Tuesday, September 7, 2010

The War on Drugs: Trigger to a Violent Society

For many Americans that are decedents of Mexican families, such as myself, the drug war has affected us personally more than most other Americans; many of us have some family residing in Mexico. The violence that has been escalating recently in Mexico makes many of us nervous for our families in Mexico. However, it should not only be Americans with family in Mexico that should be nervous about the escalating violence. The situation in Mexico has clearly demonstrated that the war on drugs has been a disastrous failure. If the American government continues the status quo, then Mexico serves as a glimpse of what may happen in the near future in the United States; escalating violence with many innocent human lives lost. The United States should change its drug policies for the protection of American civilians.
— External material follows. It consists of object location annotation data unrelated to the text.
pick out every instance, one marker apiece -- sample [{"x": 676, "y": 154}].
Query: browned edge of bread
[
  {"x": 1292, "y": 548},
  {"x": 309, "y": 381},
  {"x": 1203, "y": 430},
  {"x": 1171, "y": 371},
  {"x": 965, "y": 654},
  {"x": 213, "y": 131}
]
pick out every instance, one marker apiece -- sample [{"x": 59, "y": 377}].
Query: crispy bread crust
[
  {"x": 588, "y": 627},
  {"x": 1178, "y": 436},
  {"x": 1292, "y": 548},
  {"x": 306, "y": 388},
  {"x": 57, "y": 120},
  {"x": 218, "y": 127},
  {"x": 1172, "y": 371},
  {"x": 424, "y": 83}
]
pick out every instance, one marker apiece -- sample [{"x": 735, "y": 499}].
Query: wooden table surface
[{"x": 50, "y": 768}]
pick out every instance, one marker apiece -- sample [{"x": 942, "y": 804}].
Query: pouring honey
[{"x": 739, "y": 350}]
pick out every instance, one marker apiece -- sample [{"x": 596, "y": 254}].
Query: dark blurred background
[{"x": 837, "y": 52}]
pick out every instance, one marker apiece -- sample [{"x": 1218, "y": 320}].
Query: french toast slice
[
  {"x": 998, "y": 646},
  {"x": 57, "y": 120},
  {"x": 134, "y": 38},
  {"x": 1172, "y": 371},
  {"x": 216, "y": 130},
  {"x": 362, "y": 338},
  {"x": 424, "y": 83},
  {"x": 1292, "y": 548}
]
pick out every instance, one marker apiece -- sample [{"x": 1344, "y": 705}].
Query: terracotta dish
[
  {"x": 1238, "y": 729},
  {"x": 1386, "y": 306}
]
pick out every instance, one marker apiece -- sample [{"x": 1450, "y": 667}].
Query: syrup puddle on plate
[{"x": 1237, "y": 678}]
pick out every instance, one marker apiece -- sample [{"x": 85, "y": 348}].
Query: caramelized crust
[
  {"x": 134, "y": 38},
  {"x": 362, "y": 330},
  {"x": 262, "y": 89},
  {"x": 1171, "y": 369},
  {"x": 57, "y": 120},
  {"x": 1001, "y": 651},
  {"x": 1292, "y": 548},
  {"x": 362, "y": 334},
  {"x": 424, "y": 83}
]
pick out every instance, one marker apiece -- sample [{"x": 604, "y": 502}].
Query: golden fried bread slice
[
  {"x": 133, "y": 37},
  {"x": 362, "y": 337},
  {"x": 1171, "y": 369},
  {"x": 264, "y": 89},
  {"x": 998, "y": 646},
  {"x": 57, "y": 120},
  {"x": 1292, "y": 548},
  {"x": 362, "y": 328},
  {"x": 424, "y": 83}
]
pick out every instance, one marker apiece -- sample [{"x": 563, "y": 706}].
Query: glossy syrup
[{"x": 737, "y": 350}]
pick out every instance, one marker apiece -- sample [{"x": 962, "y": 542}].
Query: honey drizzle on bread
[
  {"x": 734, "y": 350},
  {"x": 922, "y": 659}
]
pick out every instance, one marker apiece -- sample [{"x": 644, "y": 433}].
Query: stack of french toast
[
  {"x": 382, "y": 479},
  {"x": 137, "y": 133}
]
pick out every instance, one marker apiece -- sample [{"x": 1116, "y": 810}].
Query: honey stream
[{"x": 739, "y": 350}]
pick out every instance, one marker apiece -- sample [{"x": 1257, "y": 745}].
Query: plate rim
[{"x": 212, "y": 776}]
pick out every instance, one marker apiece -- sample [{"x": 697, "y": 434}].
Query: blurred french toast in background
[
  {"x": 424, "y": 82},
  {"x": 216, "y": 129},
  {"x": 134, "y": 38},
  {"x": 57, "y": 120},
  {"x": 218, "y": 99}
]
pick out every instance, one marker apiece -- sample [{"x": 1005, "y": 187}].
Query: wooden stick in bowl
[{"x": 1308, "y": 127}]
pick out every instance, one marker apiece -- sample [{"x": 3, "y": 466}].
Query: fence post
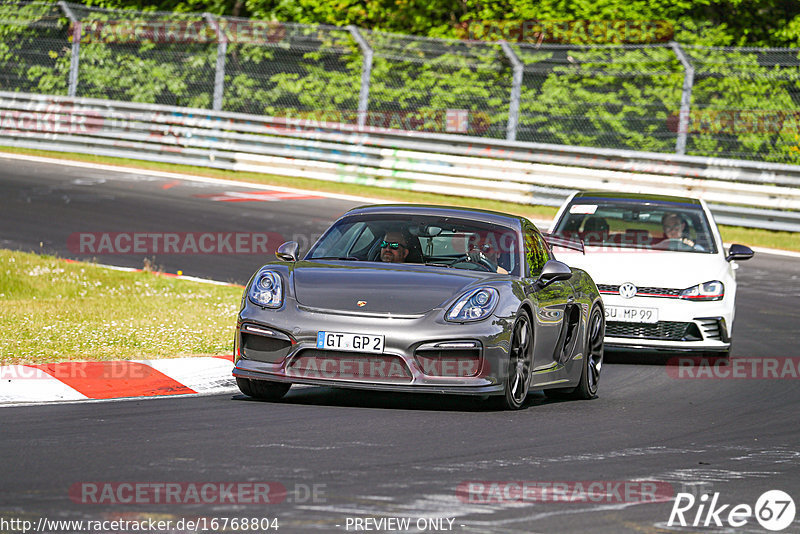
[
  {"x": 219, "y": 72},
  {"x": 366, "y": 73},
  {"x": 76, "y": 48},
  {"x": 516, "y": 91},
  {"x": 686, "y": 98}
]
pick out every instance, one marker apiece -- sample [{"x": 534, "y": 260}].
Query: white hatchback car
[{"x": 659, "y": 263}]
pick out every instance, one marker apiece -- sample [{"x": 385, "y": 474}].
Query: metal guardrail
[{"x": 741, "y": 193}]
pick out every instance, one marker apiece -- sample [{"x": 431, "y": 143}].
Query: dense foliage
[
  {"x": 745, "y": 102},
  {"x": 770, "y": 23}
]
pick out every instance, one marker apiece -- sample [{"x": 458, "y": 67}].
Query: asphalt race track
[{"x": 371, "y": 455}]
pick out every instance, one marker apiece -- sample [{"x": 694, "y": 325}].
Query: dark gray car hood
[{"x": 400, "y": 289}]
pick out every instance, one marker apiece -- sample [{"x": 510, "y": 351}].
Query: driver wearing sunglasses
[{"x": 394, "y": 247}]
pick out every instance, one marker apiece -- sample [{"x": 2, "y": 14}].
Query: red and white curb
[{"x": 81, "y": 381}]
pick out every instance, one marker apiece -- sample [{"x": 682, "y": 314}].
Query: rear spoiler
[{"x": 563, "y": 242}]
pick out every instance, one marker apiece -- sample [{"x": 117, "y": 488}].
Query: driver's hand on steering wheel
[{"x": 477, "y": 256}]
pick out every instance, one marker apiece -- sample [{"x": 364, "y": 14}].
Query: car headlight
[
  {"x": 707, "y": 291},
  {"x": 474, "y": 306},
  {"x": 267, "y": 289}
]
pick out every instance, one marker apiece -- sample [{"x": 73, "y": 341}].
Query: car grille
[
  {"x": 264, "y": 349},
  {"x": 664, "y": 292},
  {"x": 449, "y": 363},
  {"x": 340, "y": 365},
  {"x": 665, "y": 330}
]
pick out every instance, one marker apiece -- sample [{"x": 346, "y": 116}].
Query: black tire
[
  {"x": 592, "y": 356},
  {"x": 591, "y": 364},
  {"x": 519, "y": 364},
  {"x": 262, "y": 389}
]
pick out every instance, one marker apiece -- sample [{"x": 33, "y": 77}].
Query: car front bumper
[
  {"x": 683, "y": 326},
  {"x": 421, "y": 353}
]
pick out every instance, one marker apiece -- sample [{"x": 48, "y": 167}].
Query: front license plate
[
  {"x": 350, "y": 342},
  {"x": 630, "y": 314}
]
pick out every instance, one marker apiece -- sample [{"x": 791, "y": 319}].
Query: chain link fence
[{"x": 741, "y": 103}]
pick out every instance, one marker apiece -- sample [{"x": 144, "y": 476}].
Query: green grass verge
[
  {"x": 730, "y": 234},
  {"x": 52, "y": 310}
]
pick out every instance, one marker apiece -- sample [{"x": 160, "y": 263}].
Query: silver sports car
[{"x": 422, "y": 299}]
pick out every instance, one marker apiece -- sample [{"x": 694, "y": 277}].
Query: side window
[{"x": 536, "y": 252}]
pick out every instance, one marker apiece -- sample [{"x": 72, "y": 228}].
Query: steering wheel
[{"x": 479, "y": 260}]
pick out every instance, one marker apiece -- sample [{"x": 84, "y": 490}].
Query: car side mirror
[
  {"x": 739, "y": 252},
  {"x": 553, "y": 271},
  {"x": 288, "y": 251}
]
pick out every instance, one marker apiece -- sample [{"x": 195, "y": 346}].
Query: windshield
[
  {"x": 431, "y": 240},
  {"x": 637, "y": 225}
]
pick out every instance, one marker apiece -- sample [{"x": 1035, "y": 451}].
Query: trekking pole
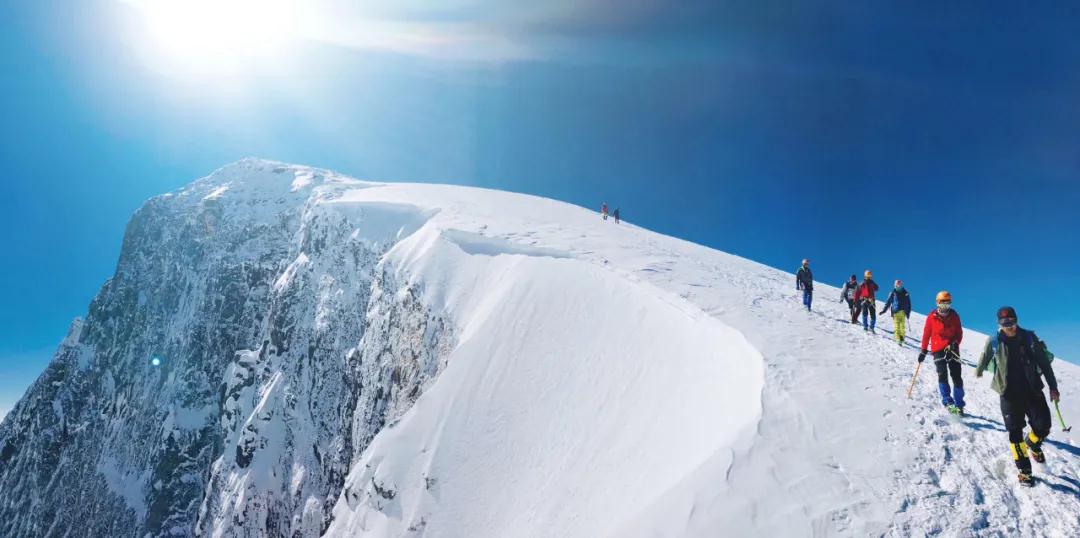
[
  {"x": 1058, "y": 407},
  {"x": 916, "y": 376}
]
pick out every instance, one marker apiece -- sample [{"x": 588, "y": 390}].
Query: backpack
[{"x": 1029, "y": 339}]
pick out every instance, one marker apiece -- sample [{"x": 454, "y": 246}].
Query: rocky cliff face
[{"x": 250, "y": 346}]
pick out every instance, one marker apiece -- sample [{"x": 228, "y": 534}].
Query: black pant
[
  {"x": 947, "y": 368},
  {"x": 1015, "y": 406}
]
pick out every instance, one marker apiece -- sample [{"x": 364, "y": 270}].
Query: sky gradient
[{"x": 934, "y": 144}]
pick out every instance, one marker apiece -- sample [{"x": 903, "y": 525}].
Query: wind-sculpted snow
[{"x": 284, "y": 351}]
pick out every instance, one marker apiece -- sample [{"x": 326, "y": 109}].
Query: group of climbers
[
  {"x": 861, "y": 299},
  {"x": 604, "y": 213},
  {"x": 1016, "y": 357}
]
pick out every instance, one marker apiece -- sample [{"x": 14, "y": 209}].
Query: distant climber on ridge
[
  {"x": 848, "y": 294},
  {"x": 900, "y": 303},
  {"x": 804, "y": 280},
  {"x": 941, "y": 336},
  {"x": 1017, "y": 359},
  {"x": 865, "y": 300}
]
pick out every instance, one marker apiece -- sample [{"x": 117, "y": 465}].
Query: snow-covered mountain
[{"x": 284, "y": 351}]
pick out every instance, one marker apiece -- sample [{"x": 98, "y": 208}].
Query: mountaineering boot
[
  {"x": 1020, "y": 457},
  {"x": 943, "y": 389},
  {"x": 1035, "y": 447},
  {"x": 1025, "y": 479}
]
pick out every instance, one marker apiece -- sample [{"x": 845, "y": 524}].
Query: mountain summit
[{"x": 286, "y": 351}]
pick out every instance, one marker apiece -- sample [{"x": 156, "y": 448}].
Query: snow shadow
[
  {"x": 1064, "y": 446},
  {"x": 483, "y": 245}
]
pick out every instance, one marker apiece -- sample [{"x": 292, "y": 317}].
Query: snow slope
[
  {"x": 544, "y": 422},
  {"x": 347, "y": 358}
]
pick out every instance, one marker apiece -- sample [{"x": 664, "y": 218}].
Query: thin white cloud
[{"x": 480, "y": 30}]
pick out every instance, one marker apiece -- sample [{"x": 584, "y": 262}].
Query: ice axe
[
  {"x": 1058, "y": 407},
  {"x": 916, "y": 376}
]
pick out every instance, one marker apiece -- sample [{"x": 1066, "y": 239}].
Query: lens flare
[{"x": 207, "y": 34}]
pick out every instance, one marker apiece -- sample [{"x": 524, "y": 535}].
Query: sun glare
[{"x": 207, "y": 34}]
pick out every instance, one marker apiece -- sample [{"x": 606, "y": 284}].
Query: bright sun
[{"x": 207, "y": 34}]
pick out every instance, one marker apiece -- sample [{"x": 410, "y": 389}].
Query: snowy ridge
[{"x": 345, "y": 358}]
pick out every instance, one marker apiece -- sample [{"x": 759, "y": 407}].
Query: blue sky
[{"x": 936, "y": 144}]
The United States incarcerates people at a rate four times higher than the Netherlands, a country that has much more liberal drug laws than the United States. It is also much more expensive to incarcerate a drug addict than it is to give them treatment. If a person is given a misdemeanor for marijuana possession, even if it is for their own personal use, they are considered an addict for life by the government. Such a misdemeanor makes it impossible to get a student loan, a job with the city, state, or federal government, and it makes it near impossible to get a well paying, decent job. This makes a person that committed such a “crime” to become an unproductive member of society, therefore they would have to find alternative ways to survive. If this person becomes desperate, they may turn to a life of crime and violence. This is why the current drug policies of the American government have been such failures.

The demand for drugs is within the United States. Due to much of the violence, the escalating war in Mexico, and the cost of trafficking drugs past the border, some of the Mexican cartels have decided to begin drug production operations within the United States. The Mexican cartels have shown that they are ruthless and violent and that nothing will stop them. Now that they have began some of their drug production operations within the United States, it is only a matter of time before the violence begins.

I would rather live in free and peaceful society, than one in where my personal freedom is limited within a violent atmosphere. It is time for us to demand change, and search for more peaceful and humane alternatives to the forty year old War on Drugs.